PHOENIX, Arizona, NOV. 25, 2003 (Zenit.org).- John Paul II named Wichita Bishop Thomas Olmsted as leader of the Phoenix Diocese, the Vatican Information Service reported.
Bishop Olmsted, 56, has been serving in Wichita, Kansas, since Feb. 18, 1999, first as coadjutor and then as bishop of the diocese.
The appointment fills the vacancy left by the resignation of Bishop Thomas J. O’Brien in June. He stepped down two days after being arrested on charges of leaving the scene of a fatal traffic accident. His trial is expected to begin in January.

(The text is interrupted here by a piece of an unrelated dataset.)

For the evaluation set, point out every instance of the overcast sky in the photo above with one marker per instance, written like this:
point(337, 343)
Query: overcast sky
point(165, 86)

Born in Oketo, Kansas, on Jan. 21, 1947, Thomas Olmsted was sent to Rome in 1969 to complete his priestly formation at the North American College and to study theology at the Gregorian University. He received his degree in canon law from the Gregorian in 1981.
On July 2, 1973, he was ordained a priest for the Diocese of Lincoln, Nebraska.
In 1993 he took the post of dean of formation at the Josephinum Pontifical College in Columbus, Ohio, and, in April 1996, he was appointed president and rector of that seminary. He has been ordinary of Wichita since October 2001.
Bishop Olmsted has been a member of the U.S. episcopate’s Administrative Committee and its Committee on Consecrated Life, and a consultant of the Committee on Priestly Formation.
The Phoenix Diocese has 478,000 Catholics in a population of 3.6 million. There are 304 priests, 203 permanent deacons, and 338 religious serving the community.